KOMPAS.com - Isu tentang transaksi melalui Quick Response Code Indonesian Standard (QRIS) akan terkena dampak kenaikan Pajak Pertambahan Nilai (PPN) 12 persen membuat masyarakat resah.
Pasalnya, penggunaan QRIS dalam melakukan transaksi tengah meningkat di tengah berkembangnya gaya hidup cashless oleh masyarakat.
Hal ini membuat masyarakat yang telah terbiasa menggunakan QRIS dalam kesehariannya merasa khawatir akan terkena dampak PPN 12 persen per 1 Januari 2025 nanti.
Baca juga:
Terkait hal tersebut, Menteri Koordinator Bidang Perekonomian Airlangga Hartarto akhirnya buka suara.
Dilansir dari laman Antara, Menko Airlangga menyebut bahwa transaksi pembayaran virtual melalui QRIS tidak dikenakan PPN 12 persen.
Hal ini seperti diungkap Airlangga dalam pembukaan acara Launching of EPIC SALE di Alfamart Drive Thru Alam Sutera, Minggu (22/12/2024).
"Hari ini ramai QRIS. Itu juga tidak dikenakan PPN. Jadi QRIS tidak ada PPN. Sama seperti debit card transaksi yang lain,” ujar Airlangga.
Lebih lanjut, menurut Airlangga, PPN hanya dikenakan pada nilai barangnya dan bukan pada sistem transaksinya.
Ia menjelaskan bahwa QRIS sudah digunakan di berbagai negara di Asia, termasuk Indonesia, Singapura, Malaysia, Vietnam, dan Thailand.
Sehingga jika masyarakat bertransaksi menggunakan QRIS di Indonesia atau di negara yang sudah menggunakan sistem pembayaran virtual tersebut juga tidak akan dikenakan PPN 12 persen.
"Kalau ke sana pun (negara Asia lain) juga pakai QRIS dan tidak ada PPN. Jadi ini kami klarifikasi bahwa payment system tidak dikenakan PPN, karena ini kan transaksi, yang PPN adalah barang," ujar Menko Airlangga.
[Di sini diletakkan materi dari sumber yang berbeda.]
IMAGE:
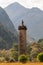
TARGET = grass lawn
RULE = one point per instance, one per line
(21, 63)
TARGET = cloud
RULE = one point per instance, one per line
(26, 3)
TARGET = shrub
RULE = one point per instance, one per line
(40, 57)
(22, 58)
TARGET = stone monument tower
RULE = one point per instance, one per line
(22, 39)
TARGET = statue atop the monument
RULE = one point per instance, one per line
(22, 23)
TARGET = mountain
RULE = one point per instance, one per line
(5, 20)
(7, 38)
(33, 19)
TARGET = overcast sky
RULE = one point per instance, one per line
(26, 3)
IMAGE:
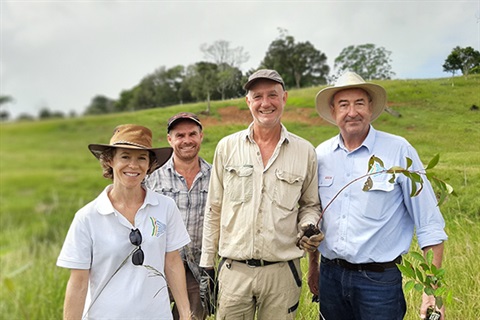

Sebelumnya, Direktorat Jenderal Pajak Kementerian Keuangan (DJP Kemenkeu) menjelaskan bahwa penerapan PPN atas jasa layanan uang elektronik sudah dilakukan sejak berlakunya UU PPN Nomor 8 Tahun 1983.
Hal ini seperti diungkap Direktur Penyuluhan, Pelayanan, dan Hubungan Masyarakat Direktorat Jenderal Pajak (DJP) Kementerian Keuangan, Dwi Astuti saat memberikan klarifikasi soal isu transaksi uang elektronik yang yang terkena PPN 12 persen.
“Perlu kami tegaskan bahwa pengenaan PPN atas jasa layanan uang elektronik sudah dilakukan sejak berlakunya UU PPN Nomor 8 Tahun 1983 yang berlaku sejak 1 Juli 1984, artinya bukan objek pajak baru,” kata Dwi Astuti di Jakarta, Jumat (20/12/2024).
Dalam UU HPP yang telah diperbarui, yaitu UU Nomor 7 Tahun 2021 tentang Harmonisasi Peraturan Perpajakan (HPP), layanan uang elektronik tidak termasuk objek yang dibebaskan dari PPN.